Robert Griffin has put himself among the league’s best quarterbacks in just twelve games. Don’t agree? The numbers do. This season, he currently ranks third in the NFL in quarterback rating, just .6 points behind the leader, Aaron Rodgers. If he sustains his rating, he will have the highest rookie quarterback rating in NFL history. Luck fails in accuracy and turnovers, but this is where Griffin is at his best; he is currently tied for the least amount of interceptions in the league with just four. Also, he ranks sixth in the league in completion percentage. Efficiency like this has never been seen from a rookie quarterback.

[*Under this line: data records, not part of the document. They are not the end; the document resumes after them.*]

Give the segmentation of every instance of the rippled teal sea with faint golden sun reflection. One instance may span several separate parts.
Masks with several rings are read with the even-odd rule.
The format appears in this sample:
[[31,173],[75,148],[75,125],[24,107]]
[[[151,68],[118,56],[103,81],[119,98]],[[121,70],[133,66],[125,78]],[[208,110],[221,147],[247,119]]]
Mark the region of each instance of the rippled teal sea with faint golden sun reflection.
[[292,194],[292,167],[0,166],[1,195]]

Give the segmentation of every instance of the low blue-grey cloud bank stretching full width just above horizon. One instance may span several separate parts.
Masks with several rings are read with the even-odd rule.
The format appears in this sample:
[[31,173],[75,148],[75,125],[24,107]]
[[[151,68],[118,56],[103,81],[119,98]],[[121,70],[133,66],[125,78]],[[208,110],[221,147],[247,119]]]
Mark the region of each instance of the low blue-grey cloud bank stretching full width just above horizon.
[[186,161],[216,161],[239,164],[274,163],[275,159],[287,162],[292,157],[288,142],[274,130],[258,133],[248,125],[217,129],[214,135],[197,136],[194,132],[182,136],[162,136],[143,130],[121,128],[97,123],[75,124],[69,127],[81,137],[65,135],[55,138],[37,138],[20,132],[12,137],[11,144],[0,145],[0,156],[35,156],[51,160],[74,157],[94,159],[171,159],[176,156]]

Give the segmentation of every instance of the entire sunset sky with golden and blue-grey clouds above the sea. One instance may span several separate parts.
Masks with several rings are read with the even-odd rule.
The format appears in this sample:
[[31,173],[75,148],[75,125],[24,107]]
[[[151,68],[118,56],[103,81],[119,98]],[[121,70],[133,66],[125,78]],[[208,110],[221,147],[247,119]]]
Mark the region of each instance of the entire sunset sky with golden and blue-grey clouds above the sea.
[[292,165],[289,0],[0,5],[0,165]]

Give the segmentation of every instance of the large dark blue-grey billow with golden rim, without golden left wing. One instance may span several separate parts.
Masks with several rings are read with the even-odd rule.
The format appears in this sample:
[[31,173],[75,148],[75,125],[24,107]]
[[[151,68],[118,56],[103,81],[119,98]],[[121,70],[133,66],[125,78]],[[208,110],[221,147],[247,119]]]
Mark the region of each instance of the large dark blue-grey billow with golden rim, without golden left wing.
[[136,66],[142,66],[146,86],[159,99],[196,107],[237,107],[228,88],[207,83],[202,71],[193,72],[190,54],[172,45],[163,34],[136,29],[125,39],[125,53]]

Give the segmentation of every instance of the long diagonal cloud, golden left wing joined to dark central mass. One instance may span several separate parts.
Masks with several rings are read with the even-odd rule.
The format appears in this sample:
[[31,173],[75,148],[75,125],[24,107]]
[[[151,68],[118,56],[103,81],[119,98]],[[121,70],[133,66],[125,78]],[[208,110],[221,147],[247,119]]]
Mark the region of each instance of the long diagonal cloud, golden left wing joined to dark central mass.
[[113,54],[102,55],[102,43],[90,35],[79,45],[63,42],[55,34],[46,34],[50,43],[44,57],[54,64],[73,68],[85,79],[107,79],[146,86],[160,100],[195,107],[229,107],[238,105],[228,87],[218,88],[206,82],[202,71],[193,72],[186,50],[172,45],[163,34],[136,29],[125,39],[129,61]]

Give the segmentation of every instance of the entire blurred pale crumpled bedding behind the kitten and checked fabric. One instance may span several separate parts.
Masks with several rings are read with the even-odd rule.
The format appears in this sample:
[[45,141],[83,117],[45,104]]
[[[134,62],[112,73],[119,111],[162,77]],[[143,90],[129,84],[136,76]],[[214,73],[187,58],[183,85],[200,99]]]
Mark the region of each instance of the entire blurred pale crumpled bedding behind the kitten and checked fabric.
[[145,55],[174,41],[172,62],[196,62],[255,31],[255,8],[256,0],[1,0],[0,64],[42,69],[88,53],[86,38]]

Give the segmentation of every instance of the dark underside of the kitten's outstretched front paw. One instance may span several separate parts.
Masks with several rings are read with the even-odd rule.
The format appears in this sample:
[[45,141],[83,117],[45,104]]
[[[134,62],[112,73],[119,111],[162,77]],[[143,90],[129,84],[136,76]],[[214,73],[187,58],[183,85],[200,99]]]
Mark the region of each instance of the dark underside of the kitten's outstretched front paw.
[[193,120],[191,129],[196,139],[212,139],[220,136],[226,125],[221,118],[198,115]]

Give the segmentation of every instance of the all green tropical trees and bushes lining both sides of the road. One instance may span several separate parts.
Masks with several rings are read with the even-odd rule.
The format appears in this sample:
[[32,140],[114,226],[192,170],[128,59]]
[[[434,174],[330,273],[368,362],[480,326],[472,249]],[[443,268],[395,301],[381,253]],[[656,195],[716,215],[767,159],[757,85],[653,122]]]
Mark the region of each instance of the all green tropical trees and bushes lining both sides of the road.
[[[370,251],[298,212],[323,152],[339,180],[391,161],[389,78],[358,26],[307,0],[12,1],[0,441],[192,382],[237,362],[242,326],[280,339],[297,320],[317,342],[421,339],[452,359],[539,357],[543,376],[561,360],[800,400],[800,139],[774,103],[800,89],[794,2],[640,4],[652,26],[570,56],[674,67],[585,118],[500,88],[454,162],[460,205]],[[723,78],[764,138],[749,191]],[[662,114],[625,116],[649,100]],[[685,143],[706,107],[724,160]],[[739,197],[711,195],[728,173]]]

He also is just as much of a threat with his feet as he is with his arm. It only took him twelve games to beat Cam Newton’s rookie rushing record of 706 yards. If his pace increases slightly, he could reach the 1,000-yard mark, which has only been done once in history (Michael Vick ran for 1,039). He also ran for a 76-yard touchdown earlier this season, which was the longest run in the NFL since 1996. 

His record may not match that of Andrew Luck, but RGIII is still keeping his team alive. After beating the defending-champion Giants on Monday night, he pulled his team within one game of New York in the NFC East with a 6-6 record. With their remaining strength of schedule ranking in the twenties, there is no reason not to believe that Griffin cannot continue his magical season and carry his team to the playoffs.

Andrew Luck deserves a lot of respect; he is putting up some of the best rookie numbers that the league has ever seen. He just got into the league at a bad time. Robert Griffin is taking the league by storm and shows no signs of slowing down. To make a long story short; Andrew Luck is not the best rookie quarterback ever. Robert Griffin III is the best rookie quarterback ever.